Following is code used for regression:
### KELP DATA ###
# Kelp data
Length_kelp <- c(0.12, 0.56, 0.56, 0.99, 1.20, 20.90, 33.10, 12.50, 8.70, 3.40, 2.90, 16.40, 21.20, 8.90, 12.60)
Biomass_kelp <- c(21, 32, 27, 34, 45, 1456, 3752, 950, 501, 198, 167, 1275, 1987, 645, 876)
data_kelp <- data.frame(Length = Length_kelp, Biomass = Biomass_kelp)
# Linear Model for Kelp
model_kelp <- lm(Biomass ~ Length, data = data_kelp)

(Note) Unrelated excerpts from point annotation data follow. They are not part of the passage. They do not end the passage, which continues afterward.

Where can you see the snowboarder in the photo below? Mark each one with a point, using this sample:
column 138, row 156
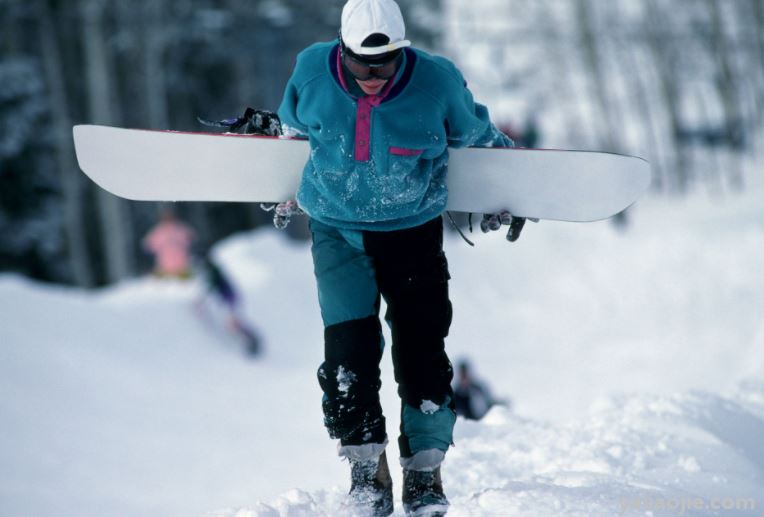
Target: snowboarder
column 170, row 242
column 222, row 288
column 379, row 116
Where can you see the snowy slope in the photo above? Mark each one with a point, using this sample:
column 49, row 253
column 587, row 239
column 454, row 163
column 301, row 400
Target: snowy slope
column 634, row 361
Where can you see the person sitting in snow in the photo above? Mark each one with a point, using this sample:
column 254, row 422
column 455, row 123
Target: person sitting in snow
column 472, row 397
column 380, row 116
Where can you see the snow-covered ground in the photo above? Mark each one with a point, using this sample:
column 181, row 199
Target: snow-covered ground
column 634, row 360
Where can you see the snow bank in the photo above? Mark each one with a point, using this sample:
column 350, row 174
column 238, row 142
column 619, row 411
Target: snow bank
column 634, row 361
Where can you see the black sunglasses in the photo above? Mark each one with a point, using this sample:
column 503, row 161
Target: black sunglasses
column 364, row 70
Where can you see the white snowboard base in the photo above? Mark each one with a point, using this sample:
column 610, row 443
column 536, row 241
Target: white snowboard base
column 150, row 165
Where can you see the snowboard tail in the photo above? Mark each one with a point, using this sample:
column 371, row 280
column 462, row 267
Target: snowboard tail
column 147, row 165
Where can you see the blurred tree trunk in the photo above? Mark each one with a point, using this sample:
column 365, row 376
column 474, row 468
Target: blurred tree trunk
column 758, row 25
column 594, row 65
column 663, row 56
column 71, row 179
column 728, row 90
column 116, row 224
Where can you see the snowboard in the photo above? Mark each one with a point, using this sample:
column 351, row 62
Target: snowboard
column 150, row 165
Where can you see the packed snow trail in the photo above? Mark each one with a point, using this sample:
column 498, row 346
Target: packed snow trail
column 634, row 360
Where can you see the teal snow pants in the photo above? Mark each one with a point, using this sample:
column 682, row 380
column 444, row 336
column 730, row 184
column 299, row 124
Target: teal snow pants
column 408, row 269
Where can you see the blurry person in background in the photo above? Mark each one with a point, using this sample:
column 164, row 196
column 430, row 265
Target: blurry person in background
column 472, row 397
column 170, row 243
column 220, row 288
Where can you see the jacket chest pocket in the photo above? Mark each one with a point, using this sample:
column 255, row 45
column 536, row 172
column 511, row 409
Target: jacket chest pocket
column 405, row 151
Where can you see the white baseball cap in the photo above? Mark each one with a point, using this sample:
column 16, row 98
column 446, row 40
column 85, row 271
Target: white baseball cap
column 380, row 18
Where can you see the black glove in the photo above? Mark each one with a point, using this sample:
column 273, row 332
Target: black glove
column 282, row 212
column 253, row 122
column 493, row 222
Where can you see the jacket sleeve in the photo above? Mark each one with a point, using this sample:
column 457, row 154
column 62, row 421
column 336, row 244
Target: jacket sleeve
column 468, row 123
column 288, row 109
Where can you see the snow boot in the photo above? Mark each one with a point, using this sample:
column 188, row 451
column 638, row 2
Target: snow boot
column 371, row 488
column 423, row 493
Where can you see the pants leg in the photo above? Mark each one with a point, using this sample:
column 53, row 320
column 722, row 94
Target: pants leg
column 412, row 275
column 349, row 300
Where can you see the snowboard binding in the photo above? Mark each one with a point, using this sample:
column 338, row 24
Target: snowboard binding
column 252, row 122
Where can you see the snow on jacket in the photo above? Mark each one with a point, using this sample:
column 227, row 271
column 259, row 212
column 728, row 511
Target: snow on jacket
column 379, row 162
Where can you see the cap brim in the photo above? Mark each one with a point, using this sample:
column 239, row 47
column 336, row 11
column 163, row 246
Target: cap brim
column 384, row 49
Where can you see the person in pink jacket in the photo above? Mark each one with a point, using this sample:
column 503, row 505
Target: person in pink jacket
column 170, row 243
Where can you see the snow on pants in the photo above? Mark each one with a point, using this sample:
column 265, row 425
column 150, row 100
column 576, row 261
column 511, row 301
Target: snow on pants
column 408, row 269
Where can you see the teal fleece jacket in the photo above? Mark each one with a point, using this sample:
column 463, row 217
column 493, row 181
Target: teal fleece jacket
column 379, row 162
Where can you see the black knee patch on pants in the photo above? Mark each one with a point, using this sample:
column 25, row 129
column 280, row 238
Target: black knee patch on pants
column 412, row 275
column 350, row 380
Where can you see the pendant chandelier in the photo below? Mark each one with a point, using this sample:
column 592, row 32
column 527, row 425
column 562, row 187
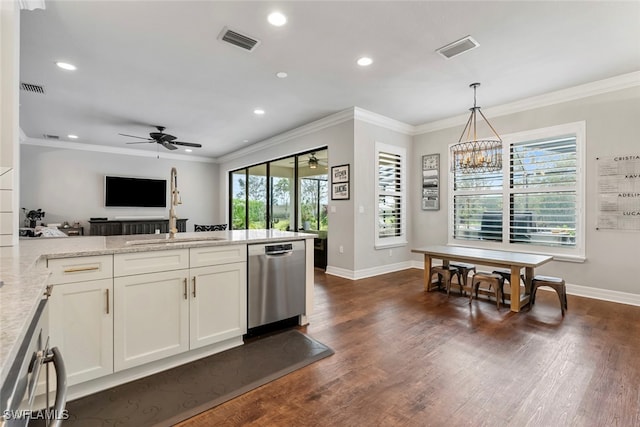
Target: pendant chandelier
column 473, row 155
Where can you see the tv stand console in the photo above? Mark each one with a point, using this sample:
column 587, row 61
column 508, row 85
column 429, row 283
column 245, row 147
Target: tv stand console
column 137, row 226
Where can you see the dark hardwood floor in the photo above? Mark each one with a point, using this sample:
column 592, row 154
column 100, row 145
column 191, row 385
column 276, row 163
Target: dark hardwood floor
column 409, row 358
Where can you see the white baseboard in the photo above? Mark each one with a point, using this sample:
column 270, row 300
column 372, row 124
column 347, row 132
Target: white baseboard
column 584, row 291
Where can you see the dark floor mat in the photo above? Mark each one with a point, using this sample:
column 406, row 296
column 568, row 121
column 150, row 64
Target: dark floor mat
column 182, row 392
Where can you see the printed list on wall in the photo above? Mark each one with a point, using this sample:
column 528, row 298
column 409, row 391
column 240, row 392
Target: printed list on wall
column 619, row 192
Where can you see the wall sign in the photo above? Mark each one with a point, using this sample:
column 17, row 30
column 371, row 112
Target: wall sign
column 431, row 182
column 619, row 192
column 340, row 182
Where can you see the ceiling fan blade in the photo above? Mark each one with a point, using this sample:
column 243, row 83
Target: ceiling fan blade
column 168, row 145
column 133, row 136
column 165, row 137
column 187, row 144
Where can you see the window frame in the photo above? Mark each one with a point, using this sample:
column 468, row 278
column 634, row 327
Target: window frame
column 576, row 253
column 401, row 240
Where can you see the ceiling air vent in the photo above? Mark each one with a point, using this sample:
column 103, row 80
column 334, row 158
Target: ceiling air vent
column 29, row 87
column 239, row 40
column 459, row 46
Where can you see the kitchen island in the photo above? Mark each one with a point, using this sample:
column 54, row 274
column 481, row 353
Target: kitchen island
column 30, row 267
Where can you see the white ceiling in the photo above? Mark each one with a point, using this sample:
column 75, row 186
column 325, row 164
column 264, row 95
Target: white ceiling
column 145, row 63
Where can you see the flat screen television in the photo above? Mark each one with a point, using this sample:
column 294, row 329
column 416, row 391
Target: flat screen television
column 135, row 192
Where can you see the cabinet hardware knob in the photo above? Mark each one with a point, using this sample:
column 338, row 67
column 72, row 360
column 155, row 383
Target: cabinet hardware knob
column 77, row 269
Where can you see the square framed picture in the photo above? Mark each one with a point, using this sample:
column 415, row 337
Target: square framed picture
column 340, row 191
column 339, row 174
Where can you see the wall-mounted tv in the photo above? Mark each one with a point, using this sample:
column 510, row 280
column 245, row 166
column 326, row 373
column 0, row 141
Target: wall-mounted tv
column 135, row 192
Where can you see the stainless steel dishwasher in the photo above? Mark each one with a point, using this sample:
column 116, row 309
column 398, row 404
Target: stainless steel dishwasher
column 276, row 282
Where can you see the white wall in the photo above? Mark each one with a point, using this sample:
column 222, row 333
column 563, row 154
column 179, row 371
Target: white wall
column 9, row 128
column 368, row 259
column 69, row 185
column 613, row 126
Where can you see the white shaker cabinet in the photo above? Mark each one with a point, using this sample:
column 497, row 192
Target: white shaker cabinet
column 151, row 297
column 151, row 320
column 218, row 306
column 218, row 303
column 81, row 315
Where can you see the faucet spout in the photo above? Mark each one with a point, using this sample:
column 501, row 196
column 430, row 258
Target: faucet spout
column 175, row 201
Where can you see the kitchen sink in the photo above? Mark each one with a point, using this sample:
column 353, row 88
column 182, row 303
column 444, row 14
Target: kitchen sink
column 168, row 241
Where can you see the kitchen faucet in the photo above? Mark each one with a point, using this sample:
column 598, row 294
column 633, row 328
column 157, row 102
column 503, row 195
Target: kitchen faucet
column 175, row 201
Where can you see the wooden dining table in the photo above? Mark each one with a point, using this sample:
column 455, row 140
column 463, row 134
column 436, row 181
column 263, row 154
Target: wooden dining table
column 515, row 261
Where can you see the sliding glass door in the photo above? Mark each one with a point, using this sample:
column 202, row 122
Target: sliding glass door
column 285, row 194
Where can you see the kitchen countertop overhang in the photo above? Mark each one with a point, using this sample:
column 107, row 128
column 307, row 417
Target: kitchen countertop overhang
column 25, row 275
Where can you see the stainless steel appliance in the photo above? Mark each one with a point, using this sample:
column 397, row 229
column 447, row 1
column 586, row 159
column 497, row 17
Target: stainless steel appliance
column 32, row 361
column 276, row 281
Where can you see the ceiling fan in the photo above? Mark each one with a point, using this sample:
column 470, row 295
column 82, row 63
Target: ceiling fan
column 167, row 141
column 312, row 161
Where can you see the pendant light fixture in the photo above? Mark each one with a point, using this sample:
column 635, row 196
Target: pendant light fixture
column 473, row 155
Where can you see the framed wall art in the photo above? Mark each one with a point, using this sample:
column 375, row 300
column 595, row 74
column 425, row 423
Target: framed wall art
column 431, row 182
column 340, row 182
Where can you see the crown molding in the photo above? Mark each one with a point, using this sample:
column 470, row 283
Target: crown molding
column 111, row 150
column 31, row 4
column 612, row 84
column 315, row 126
column 383, row 121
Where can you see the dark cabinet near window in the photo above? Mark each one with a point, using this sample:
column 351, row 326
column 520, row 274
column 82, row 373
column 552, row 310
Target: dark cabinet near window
column 142, row 226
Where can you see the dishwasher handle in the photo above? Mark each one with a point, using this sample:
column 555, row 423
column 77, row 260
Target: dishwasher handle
column 278, row 249
column 61, row 387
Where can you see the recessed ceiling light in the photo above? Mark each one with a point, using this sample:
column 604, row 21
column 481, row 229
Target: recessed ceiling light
column 66, row 66
column 277, row 19
column 365, row 61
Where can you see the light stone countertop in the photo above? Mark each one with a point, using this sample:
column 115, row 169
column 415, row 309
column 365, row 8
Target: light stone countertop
column 23, row 269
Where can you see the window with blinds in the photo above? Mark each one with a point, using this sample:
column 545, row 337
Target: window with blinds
column 535, row 202
column 390, row 195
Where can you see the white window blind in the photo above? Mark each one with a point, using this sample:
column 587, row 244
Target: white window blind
column 390, row 195
column 534, row 203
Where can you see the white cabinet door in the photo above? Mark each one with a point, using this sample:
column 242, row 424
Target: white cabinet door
column 151, row 318
column 81, row 326
column 218, row 303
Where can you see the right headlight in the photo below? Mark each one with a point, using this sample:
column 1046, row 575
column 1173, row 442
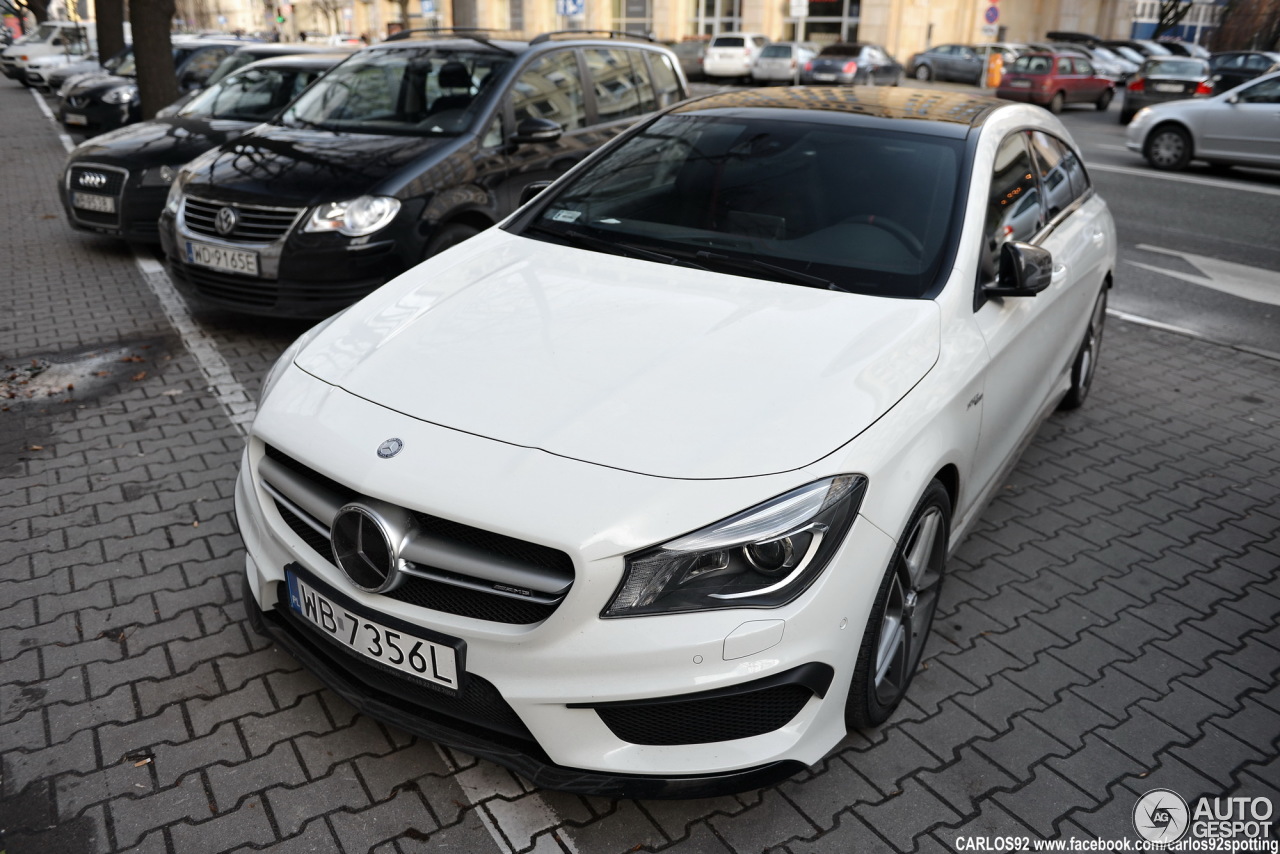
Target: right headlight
column 759, row 558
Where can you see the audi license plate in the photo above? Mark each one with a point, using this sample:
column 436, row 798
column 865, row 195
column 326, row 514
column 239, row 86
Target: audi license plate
column 434, row 661
column 220, row 257
column 88, row 201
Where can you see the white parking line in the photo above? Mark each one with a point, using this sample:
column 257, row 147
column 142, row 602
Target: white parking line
column 228, row 392
column 1234, row 186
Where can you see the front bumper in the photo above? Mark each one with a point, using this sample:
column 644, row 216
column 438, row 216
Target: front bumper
column 553, row 676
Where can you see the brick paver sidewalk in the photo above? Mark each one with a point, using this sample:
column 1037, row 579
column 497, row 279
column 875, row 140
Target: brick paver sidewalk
column 1109, row 629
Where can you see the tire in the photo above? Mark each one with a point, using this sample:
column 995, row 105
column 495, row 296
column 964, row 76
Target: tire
column 903, row 613
column 1168, row 147
column 447, row 237
column 1086, row 364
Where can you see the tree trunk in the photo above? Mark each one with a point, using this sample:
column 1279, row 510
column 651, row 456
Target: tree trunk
column 158, row 81
column 110, row 28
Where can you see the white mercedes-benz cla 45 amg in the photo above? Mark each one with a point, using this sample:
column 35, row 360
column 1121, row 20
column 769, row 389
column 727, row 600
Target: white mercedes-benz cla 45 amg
column 649, row 489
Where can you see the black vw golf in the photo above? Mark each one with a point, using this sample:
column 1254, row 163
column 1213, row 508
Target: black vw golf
column 401, row 151
column 117, row 183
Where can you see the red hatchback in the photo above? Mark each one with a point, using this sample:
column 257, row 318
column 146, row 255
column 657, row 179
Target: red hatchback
column 1054, row 81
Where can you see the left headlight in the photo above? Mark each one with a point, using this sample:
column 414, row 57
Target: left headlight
column 353, row 218
column 122, row 95
column 759, row 558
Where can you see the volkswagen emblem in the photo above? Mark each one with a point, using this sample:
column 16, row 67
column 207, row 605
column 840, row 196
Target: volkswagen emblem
column 366, row 547
column 225, row 220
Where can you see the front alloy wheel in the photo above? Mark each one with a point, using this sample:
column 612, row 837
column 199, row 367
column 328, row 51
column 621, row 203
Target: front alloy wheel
column 903, row 613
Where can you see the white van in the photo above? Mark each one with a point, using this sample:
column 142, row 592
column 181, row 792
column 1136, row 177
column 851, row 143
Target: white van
column 69, row 39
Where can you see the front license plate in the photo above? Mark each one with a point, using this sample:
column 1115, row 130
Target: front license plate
column 429, row 660
column 88, row 201
column 220, row 257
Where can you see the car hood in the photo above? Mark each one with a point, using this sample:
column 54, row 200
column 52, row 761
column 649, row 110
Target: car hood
column 306, row 167
column 661, row 370
column 172, row 141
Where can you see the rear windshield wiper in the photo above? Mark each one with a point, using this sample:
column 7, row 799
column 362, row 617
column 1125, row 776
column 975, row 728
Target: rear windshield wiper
column 757, row 264
column 583, row 238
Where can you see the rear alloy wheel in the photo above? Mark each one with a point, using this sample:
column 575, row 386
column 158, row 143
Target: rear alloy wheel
column 903, row 613
column 1087, row 359
column 1169, row 147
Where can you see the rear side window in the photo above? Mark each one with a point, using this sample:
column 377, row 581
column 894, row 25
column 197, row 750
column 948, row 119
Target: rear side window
column 552, row 88
column 1032, row 65
column 666, row 83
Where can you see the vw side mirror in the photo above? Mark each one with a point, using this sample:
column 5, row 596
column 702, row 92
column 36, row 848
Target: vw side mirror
column 1024, row 270
column 534, row 129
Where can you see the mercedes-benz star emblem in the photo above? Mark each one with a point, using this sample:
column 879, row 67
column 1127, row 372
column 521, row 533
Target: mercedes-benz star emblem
column 362, row 548
column 225, row 220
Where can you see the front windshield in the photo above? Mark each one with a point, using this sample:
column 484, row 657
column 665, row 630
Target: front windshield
column 401, row 91
column 805, row 202
column 252, row 95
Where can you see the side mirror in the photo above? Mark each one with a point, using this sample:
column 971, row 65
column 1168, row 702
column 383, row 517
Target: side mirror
column 534, row 129
column 1024, row 270
column 533, row 190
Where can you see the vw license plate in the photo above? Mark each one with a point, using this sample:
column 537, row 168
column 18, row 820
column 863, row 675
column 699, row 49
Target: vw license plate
column 429, row 660
column 88, row 201
column 220, row 257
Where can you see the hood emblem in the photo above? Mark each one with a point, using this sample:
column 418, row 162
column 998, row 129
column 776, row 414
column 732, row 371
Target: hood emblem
column 225, row 220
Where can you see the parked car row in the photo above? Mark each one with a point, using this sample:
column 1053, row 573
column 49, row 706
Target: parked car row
column 273, row 196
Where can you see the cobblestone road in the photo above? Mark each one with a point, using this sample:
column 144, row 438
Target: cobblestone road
column 1109, row 629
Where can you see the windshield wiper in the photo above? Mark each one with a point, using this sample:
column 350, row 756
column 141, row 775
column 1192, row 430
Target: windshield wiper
column 583, row 238
column 757, row 264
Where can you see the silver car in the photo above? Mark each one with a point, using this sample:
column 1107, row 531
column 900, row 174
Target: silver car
column 1234, row 128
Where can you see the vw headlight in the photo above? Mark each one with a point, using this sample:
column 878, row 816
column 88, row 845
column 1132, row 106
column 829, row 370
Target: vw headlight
column 353, row 218
column 759, row 558
column 122, row 95
column 159, row 177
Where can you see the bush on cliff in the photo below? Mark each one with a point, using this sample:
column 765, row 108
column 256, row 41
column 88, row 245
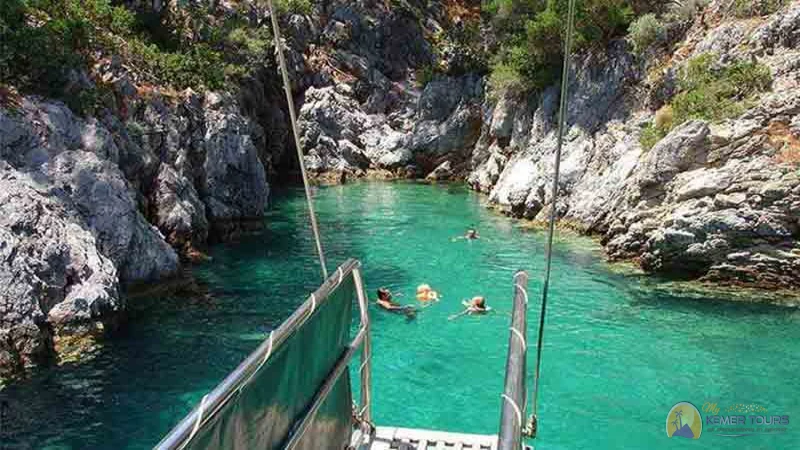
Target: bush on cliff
column 531, row 34
column 645, row 31
column 709, row 91
column 750, row 8
column 48, row 46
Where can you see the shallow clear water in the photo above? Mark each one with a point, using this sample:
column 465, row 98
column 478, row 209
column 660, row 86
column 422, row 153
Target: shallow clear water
column 618, row 352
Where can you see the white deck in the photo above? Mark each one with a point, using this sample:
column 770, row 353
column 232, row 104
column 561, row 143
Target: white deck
column 407, row 438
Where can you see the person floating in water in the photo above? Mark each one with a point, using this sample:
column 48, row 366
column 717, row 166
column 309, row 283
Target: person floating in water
column 426, row 294
column 470, row 235
column 386, row 302
column 475, row 306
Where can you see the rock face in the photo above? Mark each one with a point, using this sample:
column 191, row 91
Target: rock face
column 365, row 110
column 714, row 201
column 91, row 205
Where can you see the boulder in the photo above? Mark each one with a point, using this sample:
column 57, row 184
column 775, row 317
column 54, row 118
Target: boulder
column 53, row 279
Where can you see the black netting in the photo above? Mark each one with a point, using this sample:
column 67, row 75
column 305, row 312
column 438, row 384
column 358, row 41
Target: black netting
column 261, row 415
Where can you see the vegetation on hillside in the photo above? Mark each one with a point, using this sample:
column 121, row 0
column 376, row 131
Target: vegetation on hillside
column 709, row 91
column 49, row 46
column 531, row 32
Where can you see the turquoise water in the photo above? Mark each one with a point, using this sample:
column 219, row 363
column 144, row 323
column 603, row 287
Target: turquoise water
column 618, row 352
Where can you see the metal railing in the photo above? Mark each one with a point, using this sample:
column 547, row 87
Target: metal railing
column 514, row 395
column 216, row 399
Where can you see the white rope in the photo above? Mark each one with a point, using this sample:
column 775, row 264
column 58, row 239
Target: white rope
column 263, row 361
column 521, row 338
column 524, row 292
column 516, row 408
column 290, row 101
column 197, row 422
column 363, row 364
column 562, row 116
column 269, row 348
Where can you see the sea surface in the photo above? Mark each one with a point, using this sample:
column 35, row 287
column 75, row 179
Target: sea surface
column 619, row 349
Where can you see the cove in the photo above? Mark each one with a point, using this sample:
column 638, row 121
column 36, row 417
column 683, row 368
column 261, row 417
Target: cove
column 618, row 353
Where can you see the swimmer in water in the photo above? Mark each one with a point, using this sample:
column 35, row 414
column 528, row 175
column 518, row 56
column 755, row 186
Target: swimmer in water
column 386, row 302
column 478, row 306
column 426, row 294
column 470, row 235
column 475, row 306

# Plot for Kelp with custom y-axis limits to include negative values
plot(data_kelp$Length, data_kelp$Biomass,
main = "Biomass vs Length (Kelp)",
xlab = "Length (m)",
ylab = "Biomass (g)",
pch = 19, col = "blue",
ylim = c(-500, max(data_kelp$Biomass))) # Set y-axis limits to include negative values
# Add regression line for Kelp model
abline(model_kelp, col = "red", lwd = 2)
# New Length values for prediction (Kelp)
new_lengths_kelp <- data.frame(Length = c(34.2, 19.8, 15.4, 0.21, 1.5))
# Predict Biomass using the kelp model
predicted_biomass_kelp <- predict(model_kelp, newdata = new_lengths_kelp)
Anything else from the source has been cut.